CNA Staff, Nov 20, 2025 / 12:12 pm
Two Catholic priests in Belarus will be released from prison in an act of “goodwill” after national leaders engaged in talks with the Vatican.
The state media organ BelTA reported on Nov. 20 that Belarusian President Aleksandr Lukashenko “pardoned two Catholic priests convicted of serious crimes against the state.”
The pardons of Father Henrykh Akalatovich and Father Andzej Yukhnevich came after “intensification of contacts with the Vatican, as well as the principles of goodwill, mercy, and the jubilee year proclaimed by the Roman Catholic Church,” the government media organization said.
A separate press release from the Conference of Catholic Bishops of Belarus expressed “gratitude to all those who contributed to the release of imprisoned priests.”
The bishops thanked both Vatican officials and Belarusian Church leaders for helping maintain “a positive dynamic of bilateral relations based on traditional values, brotherhood, tolerance, and respect for believers.”
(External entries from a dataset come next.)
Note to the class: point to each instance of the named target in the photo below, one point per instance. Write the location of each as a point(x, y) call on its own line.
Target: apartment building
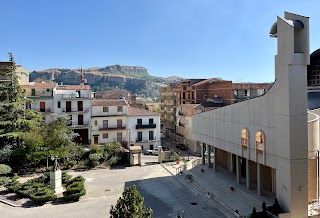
point(143, 128)
point(109, 119)
point(244, 91)
point(75, 101)
point(184, 125)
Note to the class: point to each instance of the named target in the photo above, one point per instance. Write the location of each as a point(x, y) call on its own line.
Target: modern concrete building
point(143, 128)
point(109, 119)
point(264, 140)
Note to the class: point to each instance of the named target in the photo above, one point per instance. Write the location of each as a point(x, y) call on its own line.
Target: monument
point(55, 177)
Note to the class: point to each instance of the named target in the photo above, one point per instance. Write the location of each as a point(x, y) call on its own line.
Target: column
point(258, 179)
point(209, 156)
point(215, 159)
point(247, 174)
point(238, 173)
point(203, 160)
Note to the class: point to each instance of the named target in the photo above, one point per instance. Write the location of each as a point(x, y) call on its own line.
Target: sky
point(228, 39)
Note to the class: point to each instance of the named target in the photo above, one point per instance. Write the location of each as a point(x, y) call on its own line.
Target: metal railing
point(111, 127)
point(75, 110)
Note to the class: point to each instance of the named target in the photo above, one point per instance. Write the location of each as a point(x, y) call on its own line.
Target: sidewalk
point(215, 187)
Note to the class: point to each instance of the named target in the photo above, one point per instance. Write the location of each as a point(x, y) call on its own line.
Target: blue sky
point(188, 38)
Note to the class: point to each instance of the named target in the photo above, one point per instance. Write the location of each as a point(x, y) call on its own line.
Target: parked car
point(181, 146)
point(154, 151)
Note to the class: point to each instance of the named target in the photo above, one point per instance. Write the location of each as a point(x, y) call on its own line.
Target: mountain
point(132, 78)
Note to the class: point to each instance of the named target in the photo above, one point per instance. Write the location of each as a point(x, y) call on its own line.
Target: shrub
point(4, 169)
point(65, 178)
point(13, 186)
point(75, 189)
point(43, 195)
point(4, 180)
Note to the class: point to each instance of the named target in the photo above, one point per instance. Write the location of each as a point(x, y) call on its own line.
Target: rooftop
point(73, 87)
point(132, 111)
point(109, 102)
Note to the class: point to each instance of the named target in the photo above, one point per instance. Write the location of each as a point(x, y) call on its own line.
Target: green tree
point(130, 205)
point(15, 119)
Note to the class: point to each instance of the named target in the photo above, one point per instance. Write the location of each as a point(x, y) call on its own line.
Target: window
point(139, 136)
point(244, 138)
point(259, 142)
point(151, 135)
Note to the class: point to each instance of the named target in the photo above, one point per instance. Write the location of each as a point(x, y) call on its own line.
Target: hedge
point(75, 189)
point(43, 195)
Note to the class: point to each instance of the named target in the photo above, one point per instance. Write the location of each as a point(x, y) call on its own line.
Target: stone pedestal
point(56, 181)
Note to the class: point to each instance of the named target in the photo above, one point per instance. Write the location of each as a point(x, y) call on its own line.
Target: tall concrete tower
point(291, 62)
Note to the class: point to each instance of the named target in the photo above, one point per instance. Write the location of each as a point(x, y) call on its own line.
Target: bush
point(13, 186)
point(65, 178)
point(75, 189)
point(43, 195)
point(4, 169)
point(4, 180)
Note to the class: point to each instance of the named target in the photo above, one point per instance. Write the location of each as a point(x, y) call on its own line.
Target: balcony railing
point(146, 139)
point(122, 139)
point(146, 126)
point(84, 123)
point(74, 96)
point(70, 110)
point(112, 127)
point(45, 110)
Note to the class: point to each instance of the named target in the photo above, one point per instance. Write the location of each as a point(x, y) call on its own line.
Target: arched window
point(244, 138)
point(259, 142)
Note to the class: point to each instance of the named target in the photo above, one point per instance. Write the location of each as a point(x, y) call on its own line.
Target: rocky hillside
point(132, 78)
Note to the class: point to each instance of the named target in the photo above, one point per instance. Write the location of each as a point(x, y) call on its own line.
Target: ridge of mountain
point(132, 78)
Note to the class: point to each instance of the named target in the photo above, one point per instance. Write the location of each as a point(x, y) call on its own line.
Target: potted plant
point(177, 157)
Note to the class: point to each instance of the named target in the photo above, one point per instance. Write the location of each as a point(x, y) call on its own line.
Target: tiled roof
point(132, 111)
point(207, 81)
point(40, 85)
point(189, 105)
point(73, 87)
point(109, 102)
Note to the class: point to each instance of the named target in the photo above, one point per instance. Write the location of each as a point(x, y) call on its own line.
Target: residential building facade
point(143, 128)
point(109, 121)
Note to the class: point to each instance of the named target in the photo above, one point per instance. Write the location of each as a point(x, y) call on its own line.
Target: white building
point(143, 128)
point(109, 118)
point(75, 100)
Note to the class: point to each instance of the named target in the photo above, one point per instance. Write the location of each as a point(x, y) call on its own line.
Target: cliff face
point(132, 78)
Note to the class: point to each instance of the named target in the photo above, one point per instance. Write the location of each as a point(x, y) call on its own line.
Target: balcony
point(44, 110)
point(112, 127)
point(147, 126)
point(75, 96)
point(79, 124)
point(154, 139)
point(73, 110)
point(122, 139)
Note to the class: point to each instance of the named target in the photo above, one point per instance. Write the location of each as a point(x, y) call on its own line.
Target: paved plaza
point(162, 192)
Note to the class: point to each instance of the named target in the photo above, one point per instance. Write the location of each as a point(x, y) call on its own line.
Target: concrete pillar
point(131, 159)
point(209, 156)
point(203, 160)
point(238, 173)
point(139, 159)
point(160, 154)
point(259, 179)
point(247, 174)
point(215, 158)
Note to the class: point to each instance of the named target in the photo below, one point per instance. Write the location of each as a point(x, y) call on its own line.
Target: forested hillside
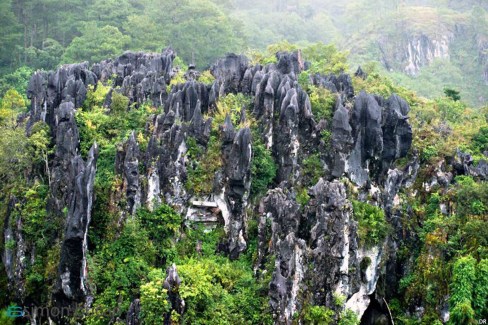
point(282, 184)
point(426, 45)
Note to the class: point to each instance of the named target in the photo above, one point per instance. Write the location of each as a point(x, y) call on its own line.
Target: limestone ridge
point(316, 243)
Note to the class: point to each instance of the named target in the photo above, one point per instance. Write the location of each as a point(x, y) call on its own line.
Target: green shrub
point(348, 317)
point(373, 227)
point(201, 171)
point(263, 168)
point(302, 197)
point(312, 168)
point(318, 315)
point(120, 103)
point(154, 299)
point(480, 140)
point(323, 102)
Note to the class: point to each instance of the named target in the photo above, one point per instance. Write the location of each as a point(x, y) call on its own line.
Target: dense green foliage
point(373, 227)
point(446, 255)
point(42, 34)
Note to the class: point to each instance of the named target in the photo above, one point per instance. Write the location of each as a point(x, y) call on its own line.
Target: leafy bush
point(463, 279)
point(118, 270)
point(318, 315)
point(373, 227)
point(302, 197)
point(154, 299)
point(312, 168)
point(480, 140)
point(323, 102)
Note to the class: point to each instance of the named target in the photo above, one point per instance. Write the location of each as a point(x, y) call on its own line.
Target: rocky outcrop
point(47, 90)
point(184, 98)
point(142, 77)
point(287, 280)
point(71, 283)
point(229, 73)
point(237, 174)
point(366, 142)
point(314, 243)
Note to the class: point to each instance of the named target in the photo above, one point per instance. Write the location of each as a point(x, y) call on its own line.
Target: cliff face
point(415, 51)
point(315, 244)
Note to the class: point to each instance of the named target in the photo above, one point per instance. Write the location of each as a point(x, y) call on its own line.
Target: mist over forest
point(262, 162)
point(425, 45)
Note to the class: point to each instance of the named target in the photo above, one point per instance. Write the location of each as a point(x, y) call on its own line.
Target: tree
point(452, 94)
point(196, 29)
point(96, 44)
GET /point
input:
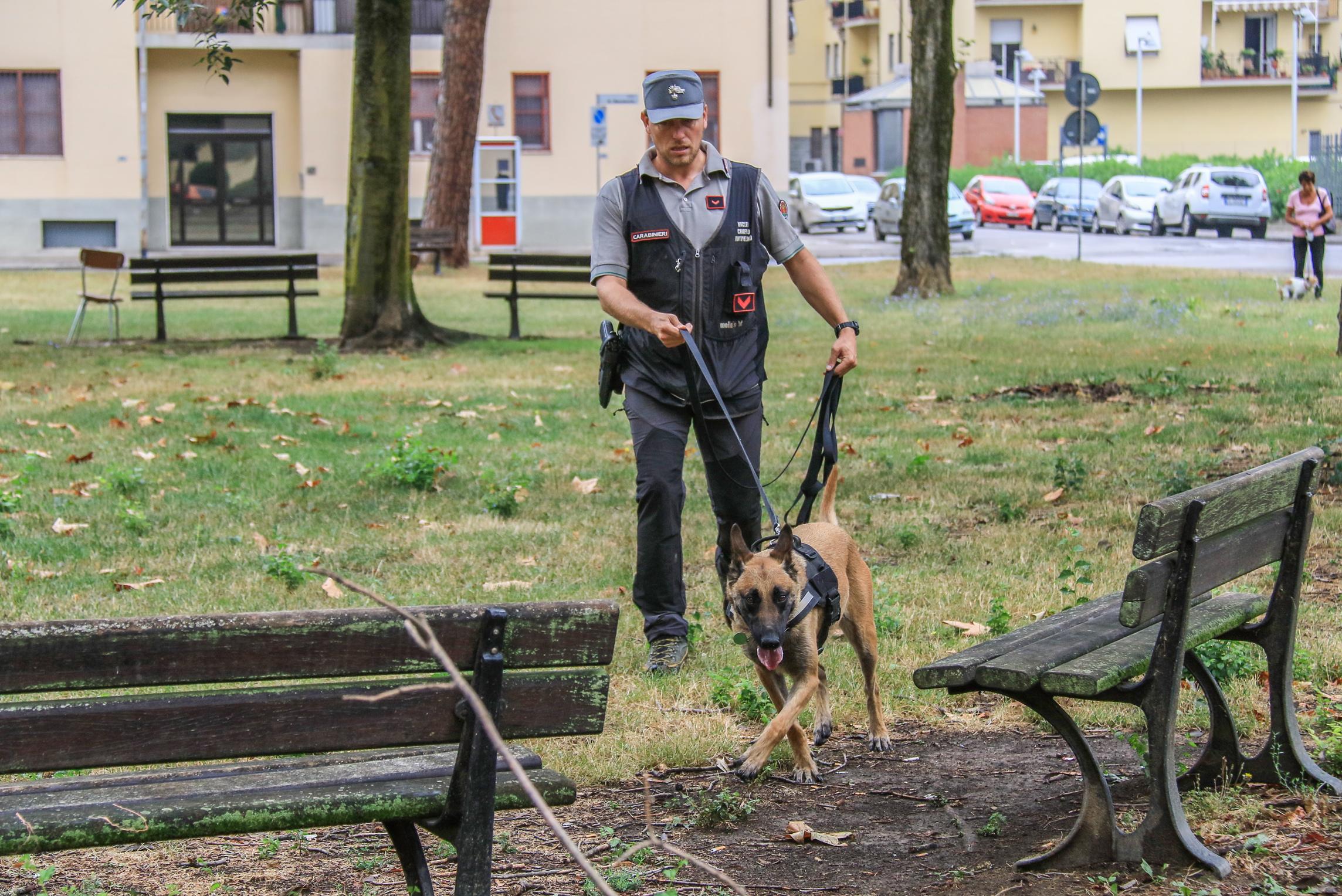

Akalatovich had been sentenced on Dec. 30, 2024, to 11 years in prison for “high treason,” a charge that Lukashenko’s regime applies to political prisoners. The priest had reportedly already suffered a heart attack and undergone surgery for cancer before his arrest in November 2023.
Reuters, meanwhile, reported that Yukhnevich had been sentenced to 13 years in prison earlier this year on charges of abusing minors. The priest denied those allegations.
The human rights group Viasna reported on Nov. 20 that the release came in part “thanks to the visit of Cardinal Claudio Gugerotti,” who serves as prefect of the Dicastery for the Eastern Churches.
Akalatovich previously said his conviction of “spying on behalf of Poland at the Vatican” was a “gross provocation.”
There was “not a word of truth in the case against him, not a single fact that implicates him in espionage, while the entire accusation is based on lies, threats, and blackmail,” the priest said, according to Viasna.
During the prosecution of his own case, meanwhile, Yukhnevich “denied all charges and tried to prove his innocence,” Viasna said. The human rights group claimed that the alleged victims who testified against him “may have given their testimony under pressure,” though it did not offer any further information.
In a 2023 report, the U.S. Commission on International Religious Freedom said religious freedom conditions in Belarus “continued to trend negatively” as the government “persisted in exerting control over all aspects of society.”
The report highlighted the September 2022 closure of the Church of Sts. Simon and Helena in Minsk, which it described as ”a symbol of political opposition to the Lukashenko regime” during protests in 2020.